Getting to the land more
A+ on this one. Not only do I want to go down to Now At A so I have something to write about, I want to go down because I’ve fallen in love with it all over again.
Writing about the projects gets me amped to go DO the projects and keeps me dreaming about future projects (not that I need more projects on my list). There’s also a subtle shift in what I notice while I’m down there.
I’m no longer looking for a beautiful shot to take and post to show how nature-y am I. Yes, I admit, that a small percentage of my motivation for taking photos at the land when I was still on social media was so people would think I was super cool about nature. I mean, let’s be honest. That’s the purpose of posting on social media. You want people to think a certain way about you, so you start taking photos and seeing the world through the lens of other people’s perceptions. Inevitably, a part of you gets lost along the way.
Now when I’m hacking a trail through the woods or gazing at a flower, I’m not thinking about what others will think. I’m thinking, “Wow this is beautiful.” Or “Wow, my body is going to be so sore tomorrow after all this machete work.” How I perceive the land is shifted ever so slightly, which makes me want to go down there more. I get the full emotional reset the woods can give you, instead of the half-reset I used to get.

Finding my creative writing voice
This has been the hardest goal. My work is writing. As a strategic copywriter and messaging expert, my job is writing 13,000 words and editing it down to 600. It’s about clear, short, and concise. No prose. Ever.
When I work on my novel, I really struggle. Why describe how a dew drop fell off a flower petal when I could just say, “It was a misty morning”? Why indeed.
Now, this blog post is specifically about how leaving social media has helped me in various ways, so I’ll try to stay true to that topic. I have to admit, I’m hyper aware that it makes it seem like I was horribly addicted to it, and I keep fighting the urge to assure you all that I was not. Which is true. And also, irrelevant. It doesn’t matter how much I used social media in the past. The fact remains that leaving it has opened up way more space than I anticipated, therefore it impacted me more than I care to admit.
Back to writing.
If you post on social media, you agonize over what 1 to 2 sentences to say that sounds cool, thoughtful, and interesting. It’s short. Focused. Much like copywriting. That meant all the writing I was doing was short-form and highly edited.
Previously, I would sit down and try to work on my novel and flame out within ten minutes. It took so much effort to let go of the editing pen. I kept hitting the delete button, instinctively trying to find a more concise way to say something.
Getting off the apps means that there is now only one, not two, places where I have to write in concise short-form: work. When I sit down to my beloved Freewrite Traveler (I should really get an affiliate link for this device, I could wax poetic about it all day), I can switch into prose mode.

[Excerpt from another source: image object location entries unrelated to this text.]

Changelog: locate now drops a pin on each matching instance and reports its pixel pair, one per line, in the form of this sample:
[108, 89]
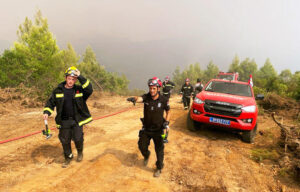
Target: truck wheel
[191, 124]
[248, 136]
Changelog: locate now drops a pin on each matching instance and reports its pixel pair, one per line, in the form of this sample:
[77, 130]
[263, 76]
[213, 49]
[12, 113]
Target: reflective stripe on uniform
[78, 95]
[48, 109]
[85, 121]
[86, 84]
[59, 95]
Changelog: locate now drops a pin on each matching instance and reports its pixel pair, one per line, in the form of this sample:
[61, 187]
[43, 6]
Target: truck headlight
[249, 109]
[198, 101]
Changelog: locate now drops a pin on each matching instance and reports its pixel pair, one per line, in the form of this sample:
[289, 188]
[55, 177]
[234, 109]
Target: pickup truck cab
[229, 104]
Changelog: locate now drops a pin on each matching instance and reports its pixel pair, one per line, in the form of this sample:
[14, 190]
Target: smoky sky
[143, 38]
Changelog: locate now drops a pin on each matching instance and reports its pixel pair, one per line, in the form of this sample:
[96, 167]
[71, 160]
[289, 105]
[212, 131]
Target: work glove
[131, 99]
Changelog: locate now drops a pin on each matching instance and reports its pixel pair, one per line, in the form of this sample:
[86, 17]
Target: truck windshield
[226, 77]
[229, 88]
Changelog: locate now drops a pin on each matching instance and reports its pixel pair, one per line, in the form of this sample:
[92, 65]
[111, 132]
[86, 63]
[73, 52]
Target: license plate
[219, 121]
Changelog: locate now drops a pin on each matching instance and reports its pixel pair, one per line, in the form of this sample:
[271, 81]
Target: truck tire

It took me about 6 months to start feeling confident in my writing again. Funnily enough, it was while at the land over Fourth of July weekend that I felt like I finally found my voice again. It was the first quiet morning of the camping trip and we were all reading. I decided I wanted to flex my creative muscles, so I pulled out the Freewrite. I asked my friends A and C for a prompt.
“Golden raspberries in the golden hour.”
Now I’m working on a second novel and it’s flowing out of my fingertips. I feel freed.

Conclusion?
I have absolutely zero regrets completely deleting all of my social media accounts and restarting this blog (I still have LinkedIn because I have to be on that dumb platform for work).
It’s not that I’m on my phone less. I’m still on it to read my newsletters and play (a lot of) solitaire. But those activities don’t sap my emotional well dry.
It felt good to sit down to a little retrospective on my experiment and to really notice how well it went.
Maybe this will inspire someone else to take the plunge with me.